Burr and the Final Judgment

I read recently Burr by Gore Vidal, a 1974 novel that centers on the infamous early American figure, Aaron Burr. Burr is known to history as a scoundrel. He shot and killed Alexander Hamilton in a duel, was tried for treason when his plot to become king of the west was uncovered, and was removed as Vice President of the United States. If murder and treason were not enough, he was also an adulterer.

The book is not necessarily revisionist history. It does, however, provide another side of the story, as we know there are always two sides to a story. Burr comes across as a quite capable military commander and actually a figure with integrity and effectiveness. It is rather George Washington and Thomas Jefferson that come across as rather inglorious personages. Washington's military inadequacies, in the novel, are revealed, as well as his vanity and petty rivalry. Jefferson is likewise seen as vain, rivalrous, and cowardly. Here is a snippet from the book:

I asked Mr. Davis why it was that Jefferson wanted to destroy Colonel Burr. The question is a simple one, and I have asked it a number of times. Unfortunately I never get an entirely convincing answer.

Mr.

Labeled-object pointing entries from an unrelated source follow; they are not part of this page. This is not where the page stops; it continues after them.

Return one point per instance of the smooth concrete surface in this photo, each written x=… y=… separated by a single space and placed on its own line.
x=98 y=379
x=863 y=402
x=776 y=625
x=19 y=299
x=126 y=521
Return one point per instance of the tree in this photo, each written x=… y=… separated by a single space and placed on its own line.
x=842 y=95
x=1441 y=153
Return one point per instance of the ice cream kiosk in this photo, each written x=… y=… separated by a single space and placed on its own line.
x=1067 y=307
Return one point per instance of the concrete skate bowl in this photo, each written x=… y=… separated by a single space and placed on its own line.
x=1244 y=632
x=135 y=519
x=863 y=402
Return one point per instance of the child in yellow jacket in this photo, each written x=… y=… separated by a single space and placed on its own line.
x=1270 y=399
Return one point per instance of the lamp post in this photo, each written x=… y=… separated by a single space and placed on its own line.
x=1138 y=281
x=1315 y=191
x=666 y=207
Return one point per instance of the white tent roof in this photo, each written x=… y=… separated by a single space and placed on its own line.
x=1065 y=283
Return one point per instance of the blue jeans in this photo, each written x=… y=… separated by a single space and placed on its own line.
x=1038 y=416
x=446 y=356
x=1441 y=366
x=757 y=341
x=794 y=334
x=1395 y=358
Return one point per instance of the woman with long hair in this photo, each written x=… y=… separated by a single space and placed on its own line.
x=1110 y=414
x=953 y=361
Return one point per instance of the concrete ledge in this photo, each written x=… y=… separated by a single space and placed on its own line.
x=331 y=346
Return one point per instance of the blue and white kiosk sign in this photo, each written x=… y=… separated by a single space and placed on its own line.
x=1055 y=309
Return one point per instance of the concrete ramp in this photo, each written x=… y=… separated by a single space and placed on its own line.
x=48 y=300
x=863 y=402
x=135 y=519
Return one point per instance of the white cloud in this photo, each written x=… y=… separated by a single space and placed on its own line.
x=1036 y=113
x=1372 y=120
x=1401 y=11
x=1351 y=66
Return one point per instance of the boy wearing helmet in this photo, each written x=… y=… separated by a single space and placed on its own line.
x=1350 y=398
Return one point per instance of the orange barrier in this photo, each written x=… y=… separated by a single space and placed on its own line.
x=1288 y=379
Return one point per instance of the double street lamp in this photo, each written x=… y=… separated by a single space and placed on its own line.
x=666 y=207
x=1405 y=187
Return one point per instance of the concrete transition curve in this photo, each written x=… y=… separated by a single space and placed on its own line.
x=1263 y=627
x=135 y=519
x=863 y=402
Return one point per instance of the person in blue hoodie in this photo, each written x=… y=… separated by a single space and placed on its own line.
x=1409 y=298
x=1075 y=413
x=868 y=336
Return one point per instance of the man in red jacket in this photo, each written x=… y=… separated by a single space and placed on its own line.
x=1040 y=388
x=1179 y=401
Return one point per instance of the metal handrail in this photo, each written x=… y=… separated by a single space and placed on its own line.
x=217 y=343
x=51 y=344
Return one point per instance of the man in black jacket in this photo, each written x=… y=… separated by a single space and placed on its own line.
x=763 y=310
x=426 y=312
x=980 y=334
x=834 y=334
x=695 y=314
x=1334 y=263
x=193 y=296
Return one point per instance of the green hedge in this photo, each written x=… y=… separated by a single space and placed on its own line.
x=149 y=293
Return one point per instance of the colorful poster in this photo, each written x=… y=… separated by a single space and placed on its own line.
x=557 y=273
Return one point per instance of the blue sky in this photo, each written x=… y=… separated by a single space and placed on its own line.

Davis sighed. “It is so obvious. When Burr got as many votes as Jefferson, and then did nothing to promote himself, Jefferson was undone. Men like Jefferson can never forgive a rival who behaves honourably.” (p.234)

The story made me think of the Final Judgment. All will be revealed in this decisive moment at the end of time. We will know who was truly good and who was truly bad. History has been a poor judge of Burr, but perhaps Christ the King at the Final Judgment will not be.